Proton pump inhibitors (PPIs) have been recommended for many years, both by general practitioners and by gastroenterologists and other specialists. They tend be more widely used in primary health care: a study of the safety and side effects associated with PPIs in the period 2008–2011 identified 10,457 recommendations by primary care physicians, but only 6,181 by specialists [1].
These drugs are generally safe, and various preparations are available at smaller doses without prescription: currently 11 omeprazole medications can be bought over the counter in Poland at doses of 10 and 20 mg. Proton pump inhibitors have a wide range of indicated uses, with omeprazole, esomeprazole (after one year of age), pantoprazole and dexlansoprazole (after 12 years of age) being recommended in the paediatric population; however, rabeprazole and lansoprazole are not approved.
Studies performed over 10 years have confirmed the safety of PPIs in children [2]. They are most commonly prescribed for treating gastroesophageal reflux disease (GERD), with or without inflammation of the oesophagus [1, 3–5]. The guidelines of the North American and the European Society for Pediatric Gastroenterology, Hepatology, and Nutrition list no indicators for invasive diagnostics in children presenting with clear symptoms of reflux before starting PPIs, unless “red flag” symptoms are observed, or if oesophagitis or other symptoms requiring endoscopy of the upper gastrointestinal tract are suspected. It is recommended that PPIs should initially be applied for four to eight weeks in children, excluding infants. If improvement is seen, the course should be continued for another four to eight weeks, while if no improvement is observed, it is suggested that the child should be referred to the gastroenterology department. Proton pump inhibitor treatment should last 12 weeks, and the drug should be taken once daily, 30 minutes before breakfast. All PPIs appear to demonstrate the same level of effectiveness. Additional prokinetic drugs are not recommended [4, 6].
Despite its wide application and safety, PPIs therapy may be accompanied by various side effects, such as headache, constipation, nausea, diarrhoea (including Clostridioides difficile infection), respiratory tract infection, vitamin B12 deficiency, hypomagnesaemia, pathological bone fracture and small intestinal bacterial overgrowth (SIBO). These have been estimated to occur in 14% of cases [5, 7–9], while an analysis of the Dutch PHARMO Database Network found that approximately 2% of children receiving PPIs were hospitalised with side effects [1]. De Bruyne et al. propose that PPIs should be limited to infants and children with GERD or bleeding from the gastrointestinal tract, particularly from the stomach, and recommend that caregivers and patients be informed about their possible adverse effects [5].
Proton pump inhibitors reduce basal and stimulated gastric secretion and inhibit daily gastric acidity, which has a therapeutic effect in conditions such as GERD. However, the resulting increase in pH disturbs the physiological protective barrier, which may lead to the multiplication of an abnormal microbiome in the later sections of the gastrointestinal tract [7, 10–14].

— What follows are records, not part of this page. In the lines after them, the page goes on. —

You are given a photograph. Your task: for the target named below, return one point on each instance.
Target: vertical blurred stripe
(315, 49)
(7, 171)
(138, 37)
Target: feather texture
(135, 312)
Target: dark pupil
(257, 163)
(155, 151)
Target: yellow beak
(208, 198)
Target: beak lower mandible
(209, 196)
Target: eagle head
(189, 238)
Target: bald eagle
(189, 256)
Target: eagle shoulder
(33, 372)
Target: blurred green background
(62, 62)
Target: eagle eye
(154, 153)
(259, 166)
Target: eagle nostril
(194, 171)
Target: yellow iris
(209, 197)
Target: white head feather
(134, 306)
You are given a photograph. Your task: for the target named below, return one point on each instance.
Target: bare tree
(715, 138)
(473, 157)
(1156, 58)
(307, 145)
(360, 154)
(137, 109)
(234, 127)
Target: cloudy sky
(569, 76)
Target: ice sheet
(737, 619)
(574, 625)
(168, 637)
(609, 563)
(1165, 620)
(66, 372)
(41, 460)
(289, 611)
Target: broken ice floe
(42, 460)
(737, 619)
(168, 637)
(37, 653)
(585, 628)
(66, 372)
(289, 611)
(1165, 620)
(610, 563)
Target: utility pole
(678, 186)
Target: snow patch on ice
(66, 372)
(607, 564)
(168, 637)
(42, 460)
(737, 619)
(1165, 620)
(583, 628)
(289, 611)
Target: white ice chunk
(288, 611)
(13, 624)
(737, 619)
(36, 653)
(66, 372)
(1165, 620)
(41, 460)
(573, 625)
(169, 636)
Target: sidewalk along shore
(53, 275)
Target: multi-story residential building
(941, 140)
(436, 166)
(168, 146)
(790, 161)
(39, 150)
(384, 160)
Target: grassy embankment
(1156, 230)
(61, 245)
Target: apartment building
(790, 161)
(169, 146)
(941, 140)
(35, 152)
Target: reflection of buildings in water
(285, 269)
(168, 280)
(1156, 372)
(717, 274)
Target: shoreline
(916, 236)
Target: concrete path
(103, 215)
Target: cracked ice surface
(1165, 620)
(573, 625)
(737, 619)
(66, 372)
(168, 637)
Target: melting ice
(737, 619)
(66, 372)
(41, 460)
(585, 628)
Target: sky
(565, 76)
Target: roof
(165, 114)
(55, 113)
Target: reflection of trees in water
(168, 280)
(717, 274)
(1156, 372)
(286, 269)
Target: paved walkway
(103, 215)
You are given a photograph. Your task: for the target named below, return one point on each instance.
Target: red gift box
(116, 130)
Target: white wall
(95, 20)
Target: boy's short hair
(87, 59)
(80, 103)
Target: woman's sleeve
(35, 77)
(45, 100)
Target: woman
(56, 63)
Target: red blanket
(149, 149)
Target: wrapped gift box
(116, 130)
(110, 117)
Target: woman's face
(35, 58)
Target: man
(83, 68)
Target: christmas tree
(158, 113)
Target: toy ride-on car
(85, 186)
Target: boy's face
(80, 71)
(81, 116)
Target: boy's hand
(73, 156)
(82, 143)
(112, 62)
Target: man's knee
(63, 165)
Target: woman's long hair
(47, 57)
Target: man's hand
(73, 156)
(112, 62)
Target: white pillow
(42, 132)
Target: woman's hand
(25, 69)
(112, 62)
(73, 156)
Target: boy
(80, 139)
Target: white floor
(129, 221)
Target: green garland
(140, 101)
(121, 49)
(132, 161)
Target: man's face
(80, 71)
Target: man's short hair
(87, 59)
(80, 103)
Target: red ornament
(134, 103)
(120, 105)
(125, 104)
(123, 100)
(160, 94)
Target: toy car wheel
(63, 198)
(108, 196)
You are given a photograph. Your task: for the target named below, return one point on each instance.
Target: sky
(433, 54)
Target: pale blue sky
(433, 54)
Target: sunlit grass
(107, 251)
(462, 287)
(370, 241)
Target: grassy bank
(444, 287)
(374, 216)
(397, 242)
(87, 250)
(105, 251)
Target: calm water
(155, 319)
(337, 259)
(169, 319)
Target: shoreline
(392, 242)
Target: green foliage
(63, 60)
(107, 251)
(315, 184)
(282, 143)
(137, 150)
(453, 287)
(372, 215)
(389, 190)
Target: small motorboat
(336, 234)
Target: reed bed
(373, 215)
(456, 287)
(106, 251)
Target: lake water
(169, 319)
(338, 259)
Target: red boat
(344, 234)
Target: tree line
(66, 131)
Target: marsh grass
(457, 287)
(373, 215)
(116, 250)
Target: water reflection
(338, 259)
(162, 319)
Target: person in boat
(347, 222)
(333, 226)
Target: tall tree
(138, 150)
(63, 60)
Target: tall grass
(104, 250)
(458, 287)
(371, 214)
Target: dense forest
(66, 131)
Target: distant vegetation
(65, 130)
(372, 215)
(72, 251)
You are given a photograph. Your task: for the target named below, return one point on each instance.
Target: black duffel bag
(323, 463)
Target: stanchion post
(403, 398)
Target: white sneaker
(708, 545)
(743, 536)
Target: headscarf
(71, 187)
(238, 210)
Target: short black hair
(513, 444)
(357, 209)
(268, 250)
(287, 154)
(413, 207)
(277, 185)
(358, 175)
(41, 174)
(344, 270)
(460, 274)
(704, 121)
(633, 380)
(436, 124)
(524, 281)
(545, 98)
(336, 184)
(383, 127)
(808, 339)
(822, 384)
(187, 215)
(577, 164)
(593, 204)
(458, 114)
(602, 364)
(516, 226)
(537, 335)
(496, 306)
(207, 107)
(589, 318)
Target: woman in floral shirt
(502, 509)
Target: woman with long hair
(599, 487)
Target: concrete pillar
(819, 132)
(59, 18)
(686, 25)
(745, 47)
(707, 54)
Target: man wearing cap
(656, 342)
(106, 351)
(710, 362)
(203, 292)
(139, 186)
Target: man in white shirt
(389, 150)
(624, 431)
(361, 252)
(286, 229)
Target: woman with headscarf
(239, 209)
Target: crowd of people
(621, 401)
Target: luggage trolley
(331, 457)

FACTORS INFLUENCING THE GASTROINTESTINAL MICROBIOME

During birth, and immediately afterwards, the digestive tract is colonized with a microbiome. Its composition is influenced by many factors, including type of delivery, the composition of the intestinal flora and genital tract of the mother, feeding method (breastfeeding/formula milk), as well as the stage of maturity of the newborn and the use of antibiotics [7, 15]. Maintaining the homeostasis of the microbiome ensures the correct functioning of physiological mechanisms such as gastrointestinal peristalsis, the levels of bile acids, gastric acid and pancreatic enzymes, and the functioning of the ileocecal valve in later years.
The microbiome of the intestines plays a key role in maintaining the homeostasis of the organism as a whole through complex pathomechanisms influencing the production of vitamins and short-chain fatty acids, regulation of lipid metabolism and gene expression, maintenance of the mucosal barrier, and the functioning of the immune and neurogenic systems. In the intestines, and especially in the colon, the microbiome is abundant and varied, with the number of species ranging from 400 to 1500. Any pathological changes in the composition or functioning of the microbiome may contribute to the development of civilization diseases such as allergies, functional disorders of the digestive tract and inflammatory bowel disease [7, 13, 15–17].
Under physiological conditions, the numbers of bacteria in the stomach and the upper third of the small intestine are typically quite low, i.e. approximately 103 CFU/ml, with the most common genera being Streptococcus, Staphylococcus, Enterococcus, Lactobacillus and Corynebacterium. Bacterial density increases in the lower parts of the gastrointestinal tract, with the highest numbers occurring behind the ileocecal valve (109–1011 CFU/ml) with the dominance of anaerobic bacteria such as Bifidobacterium and Bacteroides, as well as Enterobacteriaceae, Klebsiella and Eubacterium [7, 15].
Any disturbance of this balance in the small intestine, and the development of an abnormal microbiome, may have significant effects on health, both in the form of clinical symptoms (diarrhoea, flatulence, non-specific abdominal pain, increased gas emission, skin changes, oedema) and quantitative deficiencies (loss/lack of weight gain, protein and/or energy malnutrition) as well as qualitative (vitamin A, D, K, B12 deficiency) and growth disorders, anaemia, osteoporosis or polyneuropathy [7, 10–16, 18, 19]. In addition, erythema nodosum, arthritis, visual disturbances and skin trophic changes have also been observed as a consequence of intestinal dysbiosis [15].

BACTERIAL OVERGROWTH IN THE SMALL INTESTINE IN CHILDREN – A DEFINITION?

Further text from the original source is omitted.